STEP 2: Identify High Schools Performing Better than State Average for Their Least Advantaged Students
For this step, the performance of African American, Hispanic and economically disadvantaged students on the state assessments are compared to state averages. Schools where these disadvantaged students are performing as well or better than state averages are automatically considered bronze-medal high schools and move on to Step 3 of the ranking to determine silver or gold medal.
STEP 3: Ensure Graduates Rates Are Above 68%
This step of the of the U.S. News ranking process is new for 2016 and requires that high schools have graduated at least 68% of students.
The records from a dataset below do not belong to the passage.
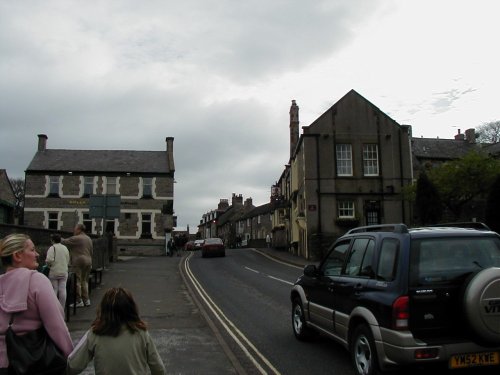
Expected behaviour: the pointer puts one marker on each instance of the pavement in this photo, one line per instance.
(186, 339)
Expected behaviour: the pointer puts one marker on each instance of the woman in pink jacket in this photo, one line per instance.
(29, 295)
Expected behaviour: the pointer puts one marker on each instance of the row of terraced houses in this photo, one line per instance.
(348, 168)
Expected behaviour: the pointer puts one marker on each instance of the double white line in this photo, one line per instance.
(251, 352)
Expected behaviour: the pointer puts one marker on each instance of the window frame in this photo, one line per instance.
(147, 187)
(112, 182)
(370, 160)
(54, 184)
(51, 220)
(343, 153)
(351, 209)
(144, 222)
(88, 186)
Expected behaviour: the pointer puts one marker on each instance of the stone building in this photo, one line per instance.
(255, 225)
(60, 184)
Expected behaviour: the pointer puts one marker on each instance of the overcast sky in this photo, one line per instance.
(219, 77)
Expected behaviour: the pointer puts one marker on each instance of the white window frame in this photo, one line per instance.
(145, 220)
(111, 185)
(344, 159)
(147, 183)
(53, 185)
(87, 221)
(52, 219)
(345, 210)
(88, 185)
(370, 159)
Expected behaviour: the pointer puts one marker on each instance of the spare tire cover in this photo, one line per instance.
(482, 304)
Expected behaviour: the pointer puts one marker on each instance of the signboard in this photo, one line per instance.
(104, 206)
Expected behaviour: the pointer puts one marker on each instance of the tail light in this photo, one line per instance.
(400, 313)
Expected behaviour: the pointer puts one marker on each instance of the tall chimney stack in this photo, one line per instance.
(42, 142)
(294, 127)
(170, 153)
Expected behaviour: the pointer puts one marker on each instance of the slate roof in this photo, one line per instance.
(104, 161)
(259, 210)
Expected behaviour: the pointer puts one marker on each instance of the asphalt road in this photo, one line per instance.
(252, 291)
(249, 294)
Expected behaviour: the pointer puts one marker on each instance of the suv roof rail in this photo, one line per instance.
(465, 224)
(396, 228)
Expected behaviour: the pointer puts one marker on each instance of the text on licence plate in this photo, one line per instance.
(474, 359)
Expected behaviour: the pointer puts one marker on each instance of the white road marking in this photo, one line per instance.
(281, 280)
(223, 319)
(251, 269)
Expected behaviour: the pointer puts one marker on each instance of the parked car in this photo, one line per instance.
(397, 297)
(213, 247)
(198, 244)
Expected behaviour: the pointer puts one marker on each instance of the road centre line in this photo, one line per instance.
(276, 260)
(269, 276)
(251, 269)
(278, 279)
(217, 312)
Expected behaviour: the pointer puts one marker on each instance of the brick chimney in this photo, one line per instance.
(223, 205)
(470, 136)
(170, 153)
(237, 200)
(294, 127)
(42, 142)
(459, 137)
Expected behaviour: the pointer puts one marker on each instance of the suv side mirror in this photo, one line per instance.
(310, 270)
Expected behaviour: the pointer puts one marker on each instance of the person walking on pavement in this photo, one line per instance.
(58, 260)
(118, 340)
(81, 250)
(268, 241)
(26, 297)
(170, 247)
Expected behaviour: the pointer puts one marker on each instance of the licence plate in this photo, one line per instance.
(474, 359)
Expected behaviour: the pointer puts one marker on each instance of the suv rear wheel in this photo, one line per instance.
(482, 304)
(363, 352)
(300, 329)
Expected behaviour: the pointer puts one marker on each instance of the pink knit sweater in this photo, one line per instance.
(30, 296)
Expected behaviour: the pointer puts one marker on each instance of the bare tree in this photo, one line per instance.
(18, 187)
(489, 132)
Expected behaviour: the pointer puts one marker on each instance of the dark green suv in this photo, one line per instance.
(395, 297)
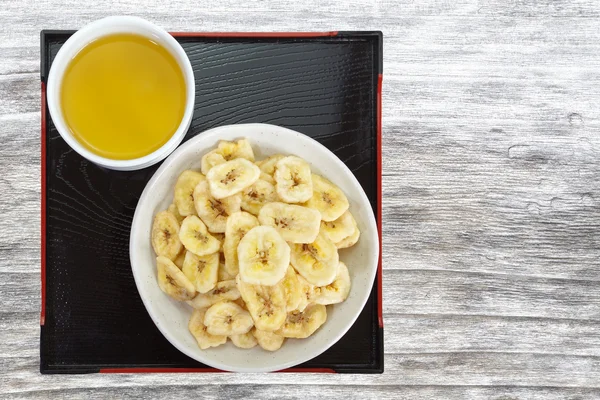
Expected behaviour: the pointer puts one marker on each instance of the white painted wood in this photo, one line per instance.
(491, 197)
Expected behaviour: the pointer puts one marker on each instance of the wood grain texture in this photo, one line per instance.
(491, 197)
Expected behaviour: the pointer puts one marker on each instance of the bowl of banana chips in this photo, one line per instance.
(254, 248)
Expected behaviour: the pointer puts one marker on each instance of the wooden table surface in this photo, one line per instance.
(491, 230)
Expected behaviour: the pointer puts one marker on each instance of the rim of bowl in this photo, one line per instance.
(371, 223)
(80, 39)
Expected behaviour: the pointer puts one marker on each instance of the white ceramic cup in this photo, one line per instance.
(104, 27)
Arkansas’ graduation rate is 85% overall, so this is an EXTREMELY low bar for Arkansas, and only a couple of high schools fall below this bar.
STEP 4: Identify High Schools That Performed Best in Providing Students with Access to Challenging College-Level Coursework
For this final step, the participation of 12th grade students in AP or IB examinations was used to determine which high schools passed Step 4 to become silver-medal high schools, and also was used to rank high schools across states to distinguish the gold-medal high schools from silver medalists.
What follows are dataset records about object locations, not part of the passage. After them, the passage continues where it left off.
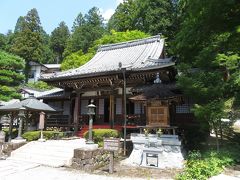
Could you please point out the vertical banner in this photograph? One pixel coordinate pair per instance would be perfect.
(41, 120)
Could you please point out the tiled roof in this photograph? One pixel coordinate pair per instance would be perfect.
(53, 92)
(136, 55)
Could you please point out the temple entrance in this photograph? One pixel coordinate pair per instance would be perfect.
(106, 110)
(158, 116)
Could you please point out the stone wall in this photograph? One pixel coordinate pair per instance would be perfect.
(9, 147)
(90, 160)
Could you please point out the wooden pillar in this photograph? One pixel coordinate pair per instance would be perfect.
(111, 111)
(76, 112)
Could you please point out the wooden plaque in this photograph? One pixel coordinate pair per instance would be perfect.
(111, 144)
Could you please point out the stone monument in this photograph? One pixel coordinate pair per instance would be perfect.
(153, 151)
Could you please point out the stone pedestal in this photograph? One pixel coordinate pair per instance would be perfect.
(90, 159)
(151, 151)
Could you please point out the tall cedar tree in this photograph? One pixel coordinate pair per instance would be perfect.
(150, 16)
(208, 47)
(10, 78)
(85, 32)
(59, 38)
(78, 58)
(28, 41)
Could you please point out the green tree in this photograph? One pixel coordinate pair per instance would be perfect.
(59, 38)
(19, 25)
(150, 16)
(10, 78)
(48, 55)
(28, 42)
(3, 41)
(85, 33)
(78, 58)
(208, 48)
(79, 21)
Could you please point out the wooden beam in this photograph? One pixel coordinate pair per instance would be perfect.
(76, 112)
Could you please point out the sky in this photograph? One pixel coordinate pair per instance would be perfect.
(51, 12)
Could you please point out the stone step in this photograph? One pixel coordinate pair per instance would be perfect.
(42, 161)
(45, 153)
(54, 153)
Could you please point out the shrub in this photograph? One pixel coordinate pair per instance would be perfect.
(99, 134)
(211, 163)
(35, 135)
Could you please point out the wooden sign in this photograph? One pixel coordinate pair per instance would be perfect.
(111, 144)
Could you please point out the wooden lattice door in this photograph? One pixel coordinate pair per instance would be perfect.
(158, 116)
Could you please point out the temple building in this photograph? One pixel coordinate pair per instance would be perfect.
(140, 68)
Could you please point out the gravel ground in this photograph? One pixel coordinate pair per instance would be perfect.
(139, 172)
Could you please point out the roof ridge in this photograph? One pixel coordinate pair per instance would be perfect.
(129, 43)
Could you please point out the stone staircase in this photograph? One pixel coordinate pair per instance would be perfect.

So, is the “Best” really the best?
We like the U.S. News rankings because it provides information that can be helpful! We want to know which high schools are performing better than expected, serving their most disadvantaged students and preparing kids for college. We also like being able to compare to other high schools across the country. It is a somewhat clumsy comparison, however, since each state currently uses a different test to measure performance, and we look forward to the day when cross- state comparisons are facilitated by common assessments. We DON’T like that the data used by U.S. News are nearly two years old and hope that stakeholders will keep that in mind as they search for their school on the “Best” list.
The final stage of the rankings is focused on College- Level coursework. Here at OEP, we would like to see them including more indices of career readiness, because not everyone wants to go to college. Just like ‘the best’ colleges, just because it is ‘the best’ doesn’t mean it is the best for your student.
A few notes:
Towards the low and high ends of the economically disadvantaged distribution, however, it can be difficult to predict where a ‘typical’ school should be. For example, there is only one high school in Arkansas with less than 20% economically disadvantaged (Haas Hall), so the ‘prediction’ of how the students should be performing may not be as accurate as it is for the schools in the range of 40-70% economically disadvantaged where the majority of the high schools are identified.
A high school’s low performance may be the result of the entire school system that the students attended BEFORE the high school. However, many of the significantly under-performing schools are small rural high schools that serve grades 7-12.